Somalische Flüchtlingsfamilien scheitern an deutscher Botschaftsbürokratie in Kenia. Ein Gespräch mit Hubert Heinhold *


Hubert Heinhold ist Rechtsanwalt in München und stellvertretender Vorsitzender der Bundesarbeits­gemeinschaft Pro Asyl.

Flüchtlinge aus dem von Hungersnot und Bürgerkrieg zerrütteten Somalia mit asylrechtlichem Schutz in Deutschland haben das Recht auf Familiennachzug. Die deutsche Bürokratie vereitelt dies aber laut Pro Asyl.

Der Antrag auf Familiennachzug wird nur bearbeitet, wenn die Angehörigen ihn innerhalb einer Frist von sechs Monaten persönlich bei der deutschen Botschaft in Nairobi stellen. Das ist zur Zeit die einzige Stelle. In Somalia gibt es keine deutsche Botschaft.
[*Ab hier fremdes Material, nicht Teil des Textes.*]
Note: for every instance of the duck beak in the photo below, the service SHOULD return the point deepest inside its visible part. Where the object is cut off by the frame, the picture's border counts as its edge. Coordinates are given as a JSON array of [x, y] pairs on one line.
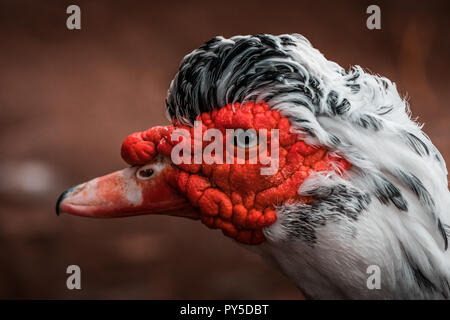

Wenn somalische Flüchtlinge beispielsweise zur deutschen Botschaft in Äthiopien gehen, verweist man sie nach Kenia. Das Problem dort ist aber: Die halbstündigen Termine werden nur im Computerverfahren über die Homepage vergeben. Die Terminauswahl ist einige Wochen im Voraus möglich. Theoretisch – praktisch gibt es einen Nachteil: Die Termine sind ständig ausgebucht. Jeden Tag um Mitternacht wird ein zusätzlicher Tag mit freien Terminen ins Internet gestellt. Deshalb sitzen Familien nachts vorm Computer und versuchen, einen zu erhaschen – meist vergebens, weil die Nachfrage zu groß ist. Standardauskunft hinter der gewählten Uhrzeit: »In diesem Zeitraum sind keine Termine frei«. Das ist logisch, denn viele Somalier haben eine große Familie. Will aber eine Mutter mit acht Kindern nach Deutschland, muß jedes Familienmitglied einen eigenen Termin buchen, selbst das Baby! Ein Rechtsanspruch auf Familiennachzug nach Deutschland besteht für viele nur auf dem Papier.

Welche Folgen hat das für die Betroffenen?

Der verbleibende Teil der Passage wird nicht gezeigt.